Intel has decided to merge its PC and mobile processor divisions under one roof, claiming that the line between tablets and laptops has blurred.
Starting from next year, Intel will form a division called the Client Computing Group, which will include the teams that develop its Core processors for desktops and laptops, as well as those that develop its Atom chips for smartphones and tablets.
According to an internal email from CEO Brian Krzanich, the changes are supposed to improve lines of communication between product teams and help Intel better reach manufacturers that use its products.
Krzanich said that the market was evolving and Intel must change faster to stay ahead.

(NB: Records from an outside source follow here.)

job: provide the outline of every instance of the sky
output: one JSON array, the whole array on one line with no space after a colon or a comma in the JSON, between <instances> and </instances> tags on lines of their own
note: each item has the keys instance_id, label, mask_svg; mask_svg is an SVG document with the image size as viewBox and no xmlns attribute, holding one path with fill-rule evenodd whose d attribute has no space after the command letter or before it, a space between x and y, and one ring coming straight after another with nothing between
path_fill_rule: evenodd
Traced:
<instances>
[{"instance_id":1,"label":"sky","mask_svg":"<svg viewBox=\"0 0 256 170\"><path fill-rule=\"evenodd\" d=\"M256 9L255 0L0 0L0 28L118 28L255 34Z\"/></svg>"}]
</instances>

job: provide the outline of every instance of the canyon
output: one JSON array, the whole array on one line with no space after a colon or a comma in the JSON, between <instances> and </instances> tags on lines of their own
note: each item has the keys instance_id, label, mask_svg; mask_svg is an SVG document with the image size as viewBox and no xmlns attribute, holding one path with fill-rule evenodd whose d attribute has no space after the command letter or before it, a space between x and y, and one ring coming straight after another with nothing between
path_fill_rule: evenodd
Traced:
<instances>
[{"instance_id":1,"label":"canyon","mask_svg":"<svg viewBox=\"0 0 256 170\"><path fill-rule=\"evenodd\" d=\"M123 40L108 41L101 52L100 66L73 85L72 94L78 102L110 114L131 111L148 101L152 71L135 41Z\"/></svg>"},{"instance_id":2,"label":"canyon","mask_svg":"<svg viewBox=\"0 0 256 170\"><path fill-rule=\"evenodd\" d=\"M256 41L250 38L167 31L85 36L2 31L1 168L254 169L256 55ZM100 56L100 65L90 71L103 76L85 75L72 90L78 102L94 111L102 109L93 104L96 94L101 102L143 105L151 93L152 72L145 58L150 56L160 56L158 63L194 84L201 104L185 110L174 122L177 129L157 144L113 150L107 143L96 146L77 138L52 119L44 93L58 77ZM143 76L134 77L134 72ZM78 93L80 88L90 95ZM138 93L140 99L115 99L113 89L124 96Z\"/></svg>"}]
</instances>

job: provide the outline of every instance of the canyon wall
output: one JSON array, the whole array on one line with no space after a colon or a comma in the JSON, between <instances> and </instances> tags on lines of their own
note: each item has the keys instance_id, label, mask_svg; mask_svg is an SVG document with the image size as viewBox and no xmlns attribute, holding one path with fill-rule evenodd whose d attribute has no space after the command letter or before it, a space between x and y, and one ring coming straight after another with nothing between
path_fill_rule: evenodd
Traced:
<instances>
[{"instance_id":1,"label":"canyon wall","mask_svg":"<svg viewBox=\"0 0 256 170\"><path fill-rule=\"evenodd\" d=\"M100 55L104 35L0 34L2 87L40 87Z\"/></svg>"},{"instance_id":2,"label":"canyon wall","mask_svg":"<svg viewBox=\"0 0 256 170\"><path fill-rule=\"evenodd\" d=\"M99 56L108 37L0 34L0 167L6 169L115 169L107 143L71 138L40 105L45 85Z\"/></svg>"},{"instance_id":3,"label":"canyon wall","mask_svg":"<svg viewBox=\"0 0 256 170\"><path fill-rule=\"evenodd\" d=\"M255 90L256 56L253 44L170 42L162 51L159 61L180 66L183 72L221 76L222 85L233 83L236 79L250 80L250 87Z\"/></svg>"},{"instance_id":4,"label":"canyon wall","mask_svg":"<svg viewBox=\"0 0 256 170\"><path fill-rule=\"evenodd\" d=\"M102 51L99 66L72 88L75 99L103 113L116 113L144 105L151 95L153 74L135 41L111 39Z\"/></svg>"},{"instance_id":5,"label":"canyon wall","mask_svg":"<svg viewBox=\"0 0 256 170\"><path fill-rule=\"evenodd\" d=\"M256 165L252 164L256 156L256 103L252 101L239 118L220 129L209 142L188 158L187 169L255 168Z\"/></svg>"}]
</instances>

He claimed that the days when Intel served the PC market with its Core processors and the smartphone and tablet markets with its low-power Atom chips, were gone. The emergence of hybrid computers, which can switch between a laptop and a tablet, has done much to blur the boundary, he reckons
Intel’s Core M processors, for instance, are used in traditional laptops but also in hybrid computers and tablets. The current structure of the company no longer matches where the market is headed, he said.
Kirk Skaugen, who leads what is called the PC Client Group, will run the Client Computing Group when it’s formed.
The Mobile and Communications Groupwill be broken up. The teams that develop mobile processors will join the new client group, while the remainder, which builds modems, will be part of a new wireless R&D group.
Herman Eul, who leads the mobile group today, will oversee the move to the new structure until at least the end of the first quarter, with a new role for him to be announced after that.
The Mobile and Communications Group reported an operating loss of more than US$1 billion in the third quarter, in part because it has been making payments to tablet makers to encourage them to use its chips. Because of those and other efforts, Intel has said it aims to get its processors into 40 million new tablets this year.